The lynchpin performance, particularly in the context of today’s debates of racist typecasting, is still that of Song, played seamlessly by Jin Ha. Like B.D. Wong and John Lone, in David Cronenberg’s film version, before him, Ha undergoes a steely transformation to inhabit a character that is itself a character, or is it?  It’s an unbelievably loaded role for an Asian man, and all the more riveting for it.  By the play’s close, a pat message about emasculation or gender identity remains hopelessly elusive.  However, this revival includes yet another addition by Hwang, a tale that Song tells about his backstory, that less so clarifies the truth than gives his character the agency of a trans or gender-queer identity.  More than anything, Ha plays a deeply flawed and contradictory person, at turns charismatic, pathetic, self-serving, and fierce.  In Ha’s performance, Song feels like someone using the rules of gender and race to their own ends in desperate times.

With an actor at its heart, it’s no wonder that M. Butterfly also functions as a meta-commentary on the ontology of Western and Chinese opera that would make any theater studies buff’s day.  As the title suggests, Hwang pastes Gallimard’s story over the famous opera Madame Butterfly by Puccini, like a bad makeup job.  But it’s not merely Gallimard, whose worldview is so in the thrall of theater.  Song’s world of communist China is fighting its own even fiercer ideological battles on the stage, shifting from folk opera traditions to socialist model operas.  A series of minimalist vignettes, masterfully supervised by the organization, Chinese Theatre Works, pares down the representational weight each of these Chinese theater forms have in helping the Chinese people attempt to create their own aesthetics in their own self-image.

Jin Ha and company.
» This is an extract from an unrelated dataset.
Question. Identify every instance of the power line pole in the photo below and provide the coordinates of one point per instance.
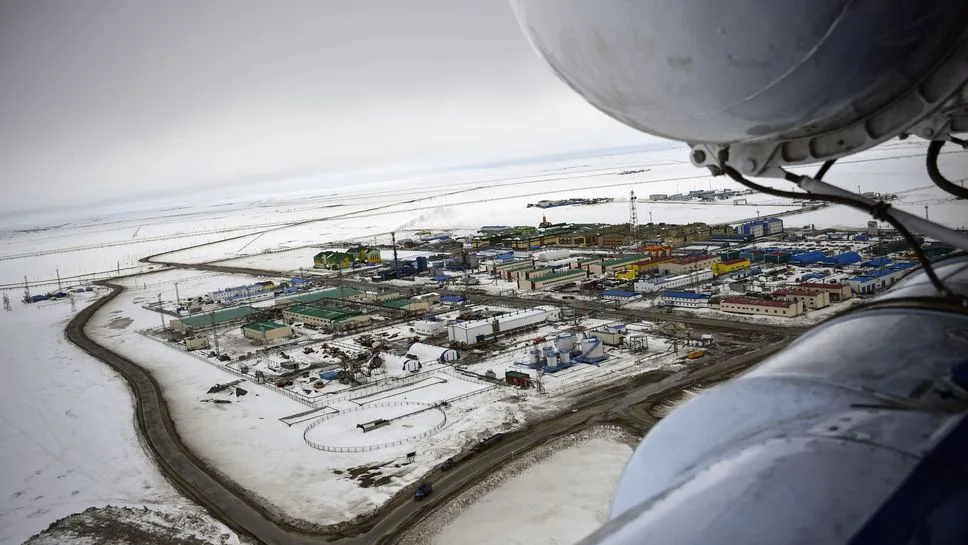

Photo by Matthew Murphey

Ever since I started middle school and saw my first school musical South Pacific, a musical about American sailors in the South Pacific in WWII tackling their desires for the native people, I grew up wondering how Asian characters should and could be represented in the realm of theater and drama.  While many are doing the important work to place characters of color in roles that liberate them from oppressive roles, the lure of Hwang’s piece seems to be that it tackles Asian stereotypes head-on through the hall of mirrors of theater.  Thanks to Taymor’s dreamy touch, so much of M. Butterfly feels cinematic — the attention paid to sound design, Gallimard’s narration, and the montage of quick scenes that compress Gallimard’s story — and yet, M. Butterfly‘s most powerful draw is how it plays out the social and political experiment of theater, bringing private, illicit notions of race, gender, and sex to the cultured public arena, much as the main characters’ affairs were brought to judgment on the international stage.

M. Butterfly runs at the Cort Theater, 138 W. 48th Street through February 25, 2018.  2 hrs. and 20 mins. with intermission. 

Alex Ho is a museum and after-school arts educator. He works at the Museum of Chinese in America and the Museum of the Moving Image.